UNCLASSIFIED
> Config as requested - I did uncomment and configure the identity
> section
> - is this not required?
>
> ldap {
> #
> # Note that this needs to match the name in the LDAP
> # server certificate, if you're using ldaps.
> server = "localhost"
> identity = "cn=Administrator,dc=dxi,dc=net"
> password = trPic4n03
> basedn = "dc=dxi,dc=net"
> filter = "(uid=%{Stripped-User-Name:-%{User-Name}})"

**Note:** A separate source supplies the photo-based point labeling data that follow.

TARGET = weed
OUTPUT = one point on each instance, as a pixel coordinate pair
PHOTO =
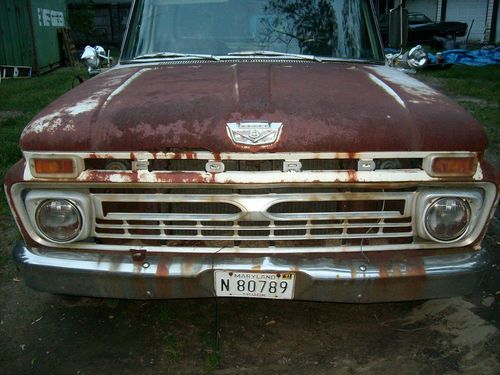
(171, 346)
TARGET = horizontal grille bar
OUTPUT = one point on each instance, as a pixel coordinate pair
(251, 217)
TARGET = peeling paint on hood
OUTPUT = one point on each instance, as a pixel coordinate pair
(337, 107)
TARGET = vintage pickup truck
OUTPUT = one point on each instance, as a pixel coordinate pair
(253, 148)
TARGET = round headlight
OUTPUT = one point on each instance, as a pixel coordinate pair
(447, 219)
(58, 220)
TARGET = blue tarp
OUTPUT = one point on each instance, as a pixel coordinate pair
(479, 57)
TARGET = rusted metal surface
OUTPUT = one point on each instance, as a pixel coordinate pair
(336, 107)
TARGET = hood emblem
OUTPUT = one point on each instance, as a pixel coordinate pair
(254, 133)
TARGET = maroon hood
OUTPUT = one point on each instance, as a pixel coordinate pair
(338, 107)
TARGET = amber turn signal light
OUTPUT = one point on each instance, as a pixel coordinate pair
(53, 166)
(452, 166)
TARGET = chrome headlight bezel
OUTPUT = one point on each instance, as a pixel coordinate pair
(473, 198)
(34, 199)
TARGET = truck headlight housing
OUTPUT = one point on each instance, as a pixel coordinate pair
(59, 220)
(448, 215)
(58, 216)
(446, 219)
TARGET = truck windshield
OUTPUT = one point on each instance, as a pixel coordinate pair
(177, 29)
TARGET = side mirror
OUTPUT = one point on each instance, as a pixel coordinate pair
(398, 27)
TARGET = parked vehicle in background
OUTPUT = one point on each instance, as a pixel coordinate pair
(422, 30)
(254, 149)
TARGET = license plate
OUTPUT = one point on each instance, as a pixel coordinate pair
(274, 285)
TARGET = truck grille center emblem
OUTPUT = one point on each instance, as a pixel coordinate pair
(254, 132)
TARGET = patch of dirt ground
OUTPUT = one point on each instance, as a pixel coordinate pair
(46, 334)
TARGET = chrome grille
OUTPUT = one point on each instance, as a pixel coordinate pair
(344, 218)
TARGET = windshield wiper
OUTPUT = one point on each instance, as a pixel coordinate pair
(168, 55)
(278, 54)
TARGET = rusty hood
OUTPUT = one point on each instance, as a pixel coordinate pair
(338, 107)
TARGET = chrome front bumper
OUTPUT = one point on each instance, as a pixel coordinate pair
(318, 277)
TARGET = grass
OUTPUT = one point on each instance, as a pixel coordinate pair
(20, 101)
(478, 91)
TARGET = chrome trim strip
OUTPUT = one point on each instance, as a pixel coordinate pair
(249, 156)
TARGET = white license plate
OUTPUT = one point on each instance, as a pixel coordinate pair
(274, 285)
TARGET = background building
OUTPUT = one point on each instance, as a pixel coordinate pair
(483, 15)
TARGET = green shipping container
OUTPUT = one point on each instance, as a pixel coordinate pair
(28, 33)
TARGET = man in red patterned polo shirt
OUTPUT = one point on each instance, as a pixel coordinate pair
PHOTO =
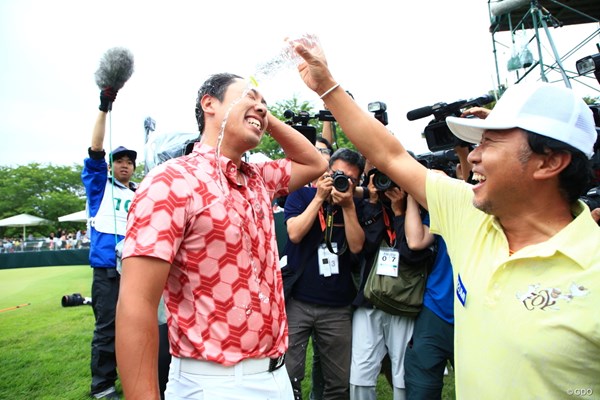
(201, 232)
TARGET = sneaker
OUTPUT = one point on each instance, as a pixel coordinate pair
(108, 394)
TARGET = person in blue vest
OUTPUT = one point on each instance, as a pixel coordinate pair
(109, 192)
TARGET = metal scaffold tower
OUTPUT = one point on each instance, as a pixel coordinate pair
(523, 27)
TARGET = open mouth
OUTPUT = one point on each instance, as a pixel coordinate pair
(254, 122)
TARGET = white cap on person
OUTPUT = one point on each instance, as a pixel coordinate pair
(547, 109)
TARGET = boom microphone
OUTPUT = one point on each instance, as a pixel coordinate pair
(116, 67)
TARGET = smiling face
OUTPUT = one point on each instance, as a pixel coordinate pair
(123, 169)
(245, 113)
(502, 169)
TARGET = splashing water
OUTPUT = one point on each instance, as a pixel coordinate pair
(287, 58)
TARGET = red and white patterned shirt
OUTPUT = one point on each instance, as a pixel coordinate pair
(224, 293)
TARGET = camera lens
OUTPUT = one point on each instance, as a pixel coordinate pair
(382, 182)
(340, 181)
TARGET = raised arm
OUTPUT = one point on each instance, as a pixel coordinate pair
(142, 282)
(383, 149)
(307, 162)
(417, 234)
(298, 226)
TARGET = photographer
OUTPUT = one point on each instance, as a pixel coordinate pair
(325, 238)
(533, 256)
(381, 333)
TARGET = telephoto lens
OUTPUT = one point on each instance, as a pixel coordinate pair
(340, 181)
(381, 181)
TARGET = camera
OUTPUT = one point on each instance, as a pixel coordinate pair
(592, 198)
(442, 160)
(380, 180)
(75, 299)
(437, 134)
(340, 181)
(300, 122)
(378, 108)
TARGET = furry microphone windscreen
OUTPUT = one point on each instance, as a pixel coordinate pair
(116, 67)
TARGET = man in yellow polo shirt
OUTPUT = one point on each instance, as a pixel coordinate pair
(524, 248)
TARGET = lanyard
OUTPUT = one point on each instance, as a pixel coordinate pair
(327, 225)
(388, 227)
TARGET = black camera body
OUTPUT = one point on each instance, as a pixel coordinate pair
(300, 122)
(442, 160)
(380, 180)
(437, 134)
(75, 299)
(340, 181)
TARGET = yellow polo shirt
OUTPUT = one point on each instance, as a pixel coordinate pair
(529, 327)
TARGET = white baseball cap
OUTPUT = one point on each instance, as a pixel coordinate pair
(547, 109)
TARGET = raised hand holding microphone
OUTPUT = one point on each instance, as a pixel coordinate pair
(116, 67)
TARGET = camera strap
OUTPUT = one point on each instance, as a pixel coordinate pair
(329, 231)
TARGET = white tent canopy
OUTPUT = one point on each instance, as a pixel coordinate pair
(24, 220)
(79, 216)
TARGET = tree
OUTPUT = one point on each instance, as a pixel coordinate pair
(271, 148)
(44, 190)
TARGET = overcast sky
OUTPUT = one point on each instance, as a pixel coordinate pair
(406, 54)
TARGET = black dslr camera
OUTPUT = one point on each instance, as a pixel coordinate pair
(437, 134)
(380, 180)
(75, 299)
(300, 122)
(340, 181)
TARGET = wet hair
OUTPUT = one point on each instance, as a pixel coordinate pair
(214, 86)
(321, 139)
(349, 156)
(576, 178)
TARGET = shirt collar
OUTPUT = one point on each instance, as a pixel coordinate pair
(225, 164)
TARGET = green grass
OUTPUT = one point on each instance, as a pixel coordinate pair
(45, 348)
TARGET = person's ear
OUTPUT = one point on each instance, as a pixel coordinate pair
(208, 103)
(552, 164)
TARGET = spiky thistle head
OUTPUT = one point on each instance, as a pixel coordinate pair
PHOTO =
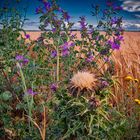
(83, 81)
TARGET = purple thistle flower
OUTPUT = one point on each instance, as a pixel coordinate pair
(53, 87)
(66, 16)
(117, 8)
(25, 61)
(65, 52)
(104, 84)
(119, 38)
(114, 45)
(106, 59)
(47, 5)
(90, 57)
(38, 10)
(114, 20)
(27, 36)
(83, 23)
(19, 57)
(54, 30)
(109, 3)
(22, 59)
(31, 92)
(65, 49)
(72, 44)
(53, 53)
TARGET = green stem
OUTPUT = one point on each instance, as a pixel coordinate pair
(58, 65)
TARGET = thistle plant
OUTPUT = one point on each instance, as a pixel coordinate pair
(60, 86)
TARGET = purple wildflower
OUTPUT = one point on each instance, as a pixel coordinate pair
(72, 44)
(19, 57)
(47, 5)
(114, 20)
(104, 84)
(53, 87)
(66, 16)
(65, 49)
(109, 3)
(65, 52)
(53, 53)
(114, 45)
(106, 59)
(25, 61)
(27, 36)
(83, 23)
(31, 92)
(38, 10)
(22, 59)
(117, 8)
(90, 57)
(54, 30)
(120, 38)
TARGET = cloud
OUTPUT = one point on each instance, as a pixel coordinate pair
(131, 5)
(131, 25)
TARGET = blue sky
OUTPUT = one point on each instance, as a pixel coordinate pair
(77, 8)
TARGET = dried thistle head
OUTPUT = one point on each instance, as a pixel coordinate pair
(83, 81)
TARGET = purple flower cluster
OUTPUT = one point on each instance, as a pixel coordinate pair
(53, 87)
(115, 44)
(90, 57)
(114, 20)
(22, 59)
(83, 23)
(47, 5)
(27, 36)
(31, 92)
(53, 53)
(66, 16)
(38, 10)
(66, 48)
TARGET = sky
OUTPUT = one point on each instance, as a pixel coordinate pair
(77, 8)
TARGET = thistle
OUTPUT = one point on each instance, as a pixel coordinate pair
(81, 82)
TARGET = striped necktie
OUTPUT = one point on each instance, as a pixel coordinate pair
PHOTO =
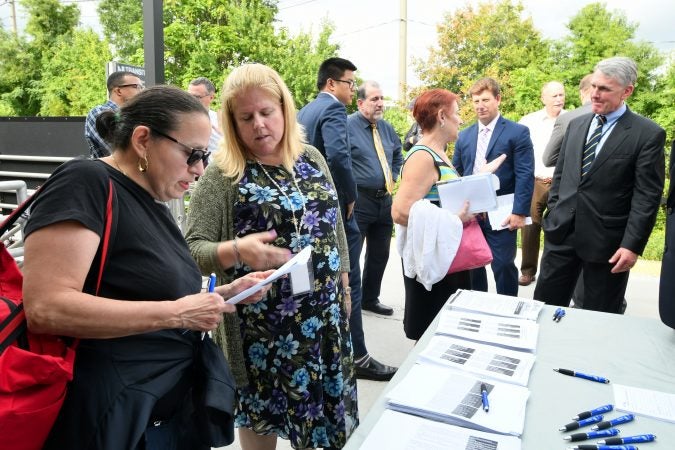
(386, 171)
(592, 145)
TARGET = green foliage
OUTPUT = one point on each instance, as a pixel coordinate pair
(488, 40)
(74, 78)
(400, 119)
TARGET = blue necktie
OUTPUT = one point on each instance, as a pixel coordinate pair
(591, 145)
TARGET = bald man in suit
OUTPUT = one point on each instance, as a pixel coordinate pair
(600, 215)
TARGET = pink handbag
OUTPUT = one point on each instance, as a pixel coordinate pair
(473, 251)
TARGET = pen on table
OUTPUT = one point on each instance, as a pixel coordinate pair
(593, 412)
(574, 373)
(581, 423)
(603, 447)
(610, 423)
(629, 439)
(591, 435)
(483, 394)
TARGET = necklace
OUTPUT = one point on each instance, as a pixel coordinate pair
(112, 155)
(296, 225)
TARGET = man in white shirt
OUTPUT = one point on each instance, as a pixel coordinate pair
(203, 89)
(540, 124)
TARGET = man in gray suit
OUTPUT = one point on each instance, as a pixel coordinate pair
(604, 197)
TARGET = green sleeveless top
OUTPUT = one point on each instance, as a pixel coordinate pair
(445, 171)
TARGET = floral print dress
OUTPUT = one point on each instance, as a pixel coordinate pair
(297, 348)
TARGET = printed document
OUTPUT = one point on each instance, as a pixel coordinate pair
(645, 402)
(480, 190)
(502, 331)
(398, 431)
(495, 304)
(444, 395)
(501, 364)
(300, 259)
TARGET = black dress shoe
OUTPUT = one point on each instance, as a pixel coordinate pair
(371, 369)
(378, 308)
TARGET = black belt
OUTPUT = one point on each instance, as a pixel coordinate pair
(377, 193)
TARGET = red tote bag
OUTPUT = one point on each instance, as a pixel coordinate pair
(34, 368)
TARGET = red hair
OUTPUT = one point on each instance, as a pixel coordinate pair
(429, 103)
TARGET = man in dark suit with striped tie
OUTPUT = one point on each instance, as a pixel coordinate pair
(604, 197)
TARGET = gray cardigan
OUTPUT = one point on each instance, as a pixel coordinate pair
(210, 221)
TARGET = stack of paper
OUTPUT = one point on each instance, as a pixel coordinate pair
(396, 431)
(452, 397)
(495, 304)
(502, 331)
(481, 360)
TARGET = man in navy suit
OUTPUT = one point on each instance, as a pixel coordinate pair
(325, 122)
(482, 142)
(605, 194)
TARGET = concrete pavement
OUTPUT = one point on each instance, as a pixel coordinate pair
(387, 343)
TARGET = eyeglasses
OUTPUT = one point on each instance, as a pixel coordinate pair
(138, 87)
(351, 83)
(195, 153)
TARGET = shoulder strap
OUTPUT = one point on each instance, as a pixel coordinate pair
(14, 325)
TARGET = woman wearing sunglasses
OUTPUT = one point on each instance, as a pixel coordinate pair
(142, 349)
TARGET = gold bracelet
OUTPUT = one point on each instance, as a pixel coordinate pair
(237, 255)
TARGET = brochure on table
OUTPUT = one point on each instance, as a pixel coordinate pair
(481, 360)
(448, 396)
(495, 304)
(502, 331)
(398, 431)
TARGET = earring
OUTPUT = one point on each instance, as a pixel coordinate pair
(143, 164)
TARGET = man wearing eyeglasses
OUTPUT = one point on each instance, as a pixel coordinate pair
(325, 122)
(203, 90)
(122, 86)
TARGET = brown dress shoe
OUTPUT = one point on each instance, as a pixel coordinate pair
(526, 280)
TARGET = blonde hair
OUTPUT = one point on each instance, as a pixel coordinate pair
(231, 158)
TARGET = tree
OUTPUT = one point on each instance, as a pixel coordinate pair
(73, 79)
(490, 39)
(23, 59)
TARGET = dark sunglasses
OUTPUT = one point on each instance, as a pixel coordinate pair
(195, 153)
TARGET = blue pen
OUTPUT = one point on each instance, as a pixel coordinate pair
(483, 393)
(604, 447)
(574, 373)
(591, 435)
(610, 423)
(629, 439)
(581, 423)
(593, 412)
(212, 283)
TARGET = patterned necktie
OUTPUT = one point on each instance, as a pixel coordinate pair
(481, 149)
(388, 179)
(591, 145)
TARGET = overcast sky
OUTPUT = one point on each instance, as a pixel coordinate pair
(368, 30)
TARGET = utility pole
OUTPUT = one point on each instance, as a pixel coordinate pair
(403, 51)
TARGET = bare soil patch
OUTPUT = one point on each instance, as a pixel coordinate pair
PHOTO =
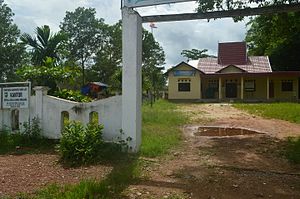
(243, 166)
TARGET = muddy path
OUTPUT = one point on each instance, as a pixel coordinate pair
(248, 166)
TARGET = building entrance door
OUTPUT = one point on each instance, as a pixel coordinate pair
(231, 90)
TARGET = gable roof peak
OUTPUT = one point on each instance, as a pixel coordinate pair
(234, 53)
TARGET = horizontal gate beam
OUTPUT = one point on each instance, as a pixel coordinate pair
(224, 14)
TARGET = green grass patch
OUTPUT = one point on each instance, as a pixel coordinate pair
(160, 133)
(113, 186)
(20, 143)
(284, 111)
(161, 128)
(293, 150)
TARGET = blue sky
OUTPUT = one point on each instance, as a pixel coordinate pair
(173, 36)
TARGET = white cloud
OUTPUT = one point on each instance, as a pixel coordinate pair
(173, 36)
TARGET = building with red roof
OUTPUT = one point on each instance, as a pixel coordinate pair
(233, 75)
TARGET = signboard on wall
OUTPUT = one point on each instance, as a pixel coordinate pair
(15, 97)
(141, 3)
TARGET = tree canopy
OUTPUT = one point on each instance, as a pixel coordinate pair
(195, 54)
(219, 5)
(11, 52)
(85, 36)
(277, 36)
(44, 45)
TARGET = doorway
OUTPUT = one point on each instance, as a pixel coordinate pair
(231, 90)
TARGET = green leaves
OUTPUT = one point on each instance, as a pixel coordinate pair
(11, 51)
(195, 54)
(44, 45)
(72, 95)
(48, 74)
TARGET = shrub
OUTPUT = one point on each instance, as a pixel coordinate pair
(72, 95)
(293, 150)
(84, 144)
(29, 139)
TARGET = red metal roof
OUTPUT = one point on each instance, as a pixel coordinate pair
(255, 64)
(234, 53)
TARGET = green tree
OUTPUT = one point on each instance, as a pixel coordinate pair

> #base_filter = "(objectclass=radiusprofile)"
>
> # How many connections to keep open to the LDAP
> server.
> # This saves time over opening a new LDAP socket for
> # every authentication request.
> ldap_connections_number = 5
>
> # seconds to wait for LDAP query to finish.
> default: 20
> timeout = 4
>
> # seconds LDAP server has to process the query
> (server-side
> # time limit). default: 20
> #
> # LDAP_OPT_TIMELIMIT is set to this value.
> timelimit = 3
>
> #
> # seconds to wait for response of the server.
> (network
> # failures) default: 10
> #
> # LDAP_OPT_NETWORK_TIMEOUT is set to this value.
> net_timeout = 1
> tls {
> # Set this to 'yes' to use TLS encrypted
> connections
> # to the LDAP database by using the StartTLS
> extended
> # operation.
> #
> # The StartTLS operation is supposed to be
> # used with normal ldap connections instead of
> # using ldaps (port 689) connections
> start_tls = no
>
> # cacertfile = /path/to/cacert.pem
> # cacertdir = /path/to/ca/dir/
> # certfile = /path/to/radius.crt
> # keyfile = /path/to/radius.key
> # randfile = /path/to/rnd
>
> # Certificate Verification requirements. Can
> be:
> # "never" (don't even bother trying)
> # "allow" (try, but don't fail if
> the cerificate
> # can't be verified)
> # "demand" (fail if the
> certificate doesn't
> verify.)
> #
> # The default is "allow"
> # require_cert = "demand"
> }
>
> # default_profile =
> "cn=radprofile,ou=dialup,o=My Org,c=UA"
> # profile_attribute = "radiusProfileDn"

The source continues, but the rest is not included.